In 1965, during the “golden age of capitalism,” “the ratio between the CEO in a company and the average worker was a respectable 20:1. For every dollar earned by an average employee, the CEO would rake in $20.”  Now this was the ratio between the CEO and a given company’s average employee, and I want to establish tax rates for businesses based on the ratio between the pay of a given business’s CEO and the lowest paid employee. So let us say that we will set a company’s tax at 20% if that ratio is 40:1. That means that if we start at zero tax if the ratio is 1:1, the tax will be 1% for a 2:1 ratio, 2% for a 4:1 ratio, and so on. The tax will reach 100% when there is a 200:1 ratio.
This will, obviously, keep CEO pay in line. But it will also help small businesses and start-ups by reducing their tax burden if only they narrow their wage ratios.
Now the maximum ratio is intended to replace the minimum wage. But we really don’t want people making $1.00 per hour, because they can’t live on that. So if a company can only afford to pay below what an employee needs to live on, the government will supplement employee pay according the HHS Poverty Guidelines. So if a given employee has a family of four, he needs to make $25,100.00 per year (in the 48 contiguous states and the District of Columbia) in order for his family to not be in poverty. So, under this plan, if the employee makes only $15,100.00 from his job, he will receive the difference in the form of a negative tax from the government.
The NIT and the MR work in conjunction here. We don’t want companies that can afford to pay good wages cheating the system by paying low wages and having the rest supplemented by the taxpayers. The MR controls for this, because a company with a wide ratio will pay a higher tax than a company with a narrower one. A business owner, therefore, will not be incentivized to compensate himself at too greater a rate than what he pays his workers. What he pays his employees will limit how much he can pay himself.
But if a person is unemployed and has a family of four, the government will, under this plan, be sending him the entire $25,100.00. And we don’t want a situation where lower wage workers will have the same income whether they work or not. We don’t want a single individual to be in poverty, but we do want there to be an economic incentive to work in all cases.
The poverty line according to the guidelines increases by an amount of $4,320.00 for each person in the household. A person who is working, under the plan, would be treated as if he had one more person in his household than he actually has.

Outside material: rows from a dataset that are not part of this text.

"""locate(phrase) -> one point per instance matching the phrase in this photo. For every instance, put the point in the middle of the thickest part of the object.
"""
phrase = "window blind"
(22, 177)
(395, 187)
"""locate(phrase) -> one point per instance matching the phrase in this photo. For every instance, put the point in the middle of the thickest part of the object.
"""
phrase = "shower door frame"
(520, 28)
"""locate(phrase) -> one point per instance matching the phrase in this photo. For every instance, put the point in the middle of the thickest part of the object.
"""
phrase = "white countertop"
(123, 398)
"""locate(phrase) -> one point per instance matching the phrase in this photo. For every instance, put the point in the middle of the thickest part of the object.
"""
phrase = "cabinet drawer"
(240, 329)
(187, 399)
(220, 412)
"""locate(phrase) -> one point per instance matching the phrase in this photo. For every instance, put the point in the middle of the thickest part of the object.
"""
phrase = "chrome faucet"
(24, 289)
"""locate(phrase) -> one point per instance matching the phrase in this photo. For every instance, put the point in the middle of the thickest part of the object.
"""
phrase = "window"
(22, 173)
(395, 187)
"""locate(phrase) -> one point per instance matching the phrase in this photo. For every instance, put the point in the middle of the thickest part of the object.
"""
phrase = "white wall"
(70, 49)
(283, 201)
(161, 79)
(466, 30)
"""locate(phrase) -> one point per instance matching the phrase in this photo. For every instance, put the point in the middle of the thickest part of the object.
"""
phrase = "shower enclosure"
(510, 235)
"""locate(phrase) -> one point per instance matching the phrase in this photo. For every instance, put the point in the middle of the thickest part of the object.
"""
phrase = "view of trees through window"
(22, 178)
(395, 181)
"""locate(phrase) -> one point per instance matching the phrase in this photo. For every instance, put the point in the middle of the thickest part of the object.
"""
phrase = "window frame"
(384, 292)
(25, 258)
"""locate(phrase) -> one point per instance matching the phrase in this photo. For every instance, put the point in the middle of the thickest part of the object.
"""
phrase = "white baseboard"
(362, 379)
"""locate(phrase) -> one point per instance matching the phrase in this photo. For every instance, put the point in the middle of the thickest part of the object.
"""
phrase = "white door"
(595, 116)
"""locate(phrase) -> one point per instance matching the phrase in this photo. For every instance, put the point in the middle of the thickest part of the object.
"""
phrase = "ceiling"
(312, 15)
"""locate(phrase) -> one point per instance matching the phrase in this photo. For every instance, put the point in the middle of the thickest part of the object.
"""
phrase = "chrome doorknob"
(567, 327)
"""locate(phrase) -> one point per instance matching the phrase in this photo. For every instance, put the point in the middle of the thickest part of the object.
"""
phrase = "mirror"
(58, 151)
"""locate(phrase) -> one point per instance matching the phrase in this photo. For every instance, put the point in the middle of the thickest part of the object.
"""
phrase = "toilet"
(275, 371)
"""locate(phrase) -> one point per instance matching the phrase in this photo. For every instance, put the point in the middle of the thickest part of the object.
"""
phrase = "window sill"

A full-time employee with a household of four, would be treated as if he had a household of five. So our worker with a four person family would be brought up to the level of $29,420.00 instead of $25,100.00. Part-time employees would be so elevated according to their hours worked. So, for example, an employee with a four person household working half-time would be treated as if he had 4.5 people in his household, and have his amount brought up to $27,260.00.
Combining the NIT and the MR in this manner would ensure that no one was in poverty, that work was incentivized, that start-ups and small businesses could hire more people, and that unscrupulous employers would pay a tax to compensate for the burden they inflict on the community.
And that is how the plan would work.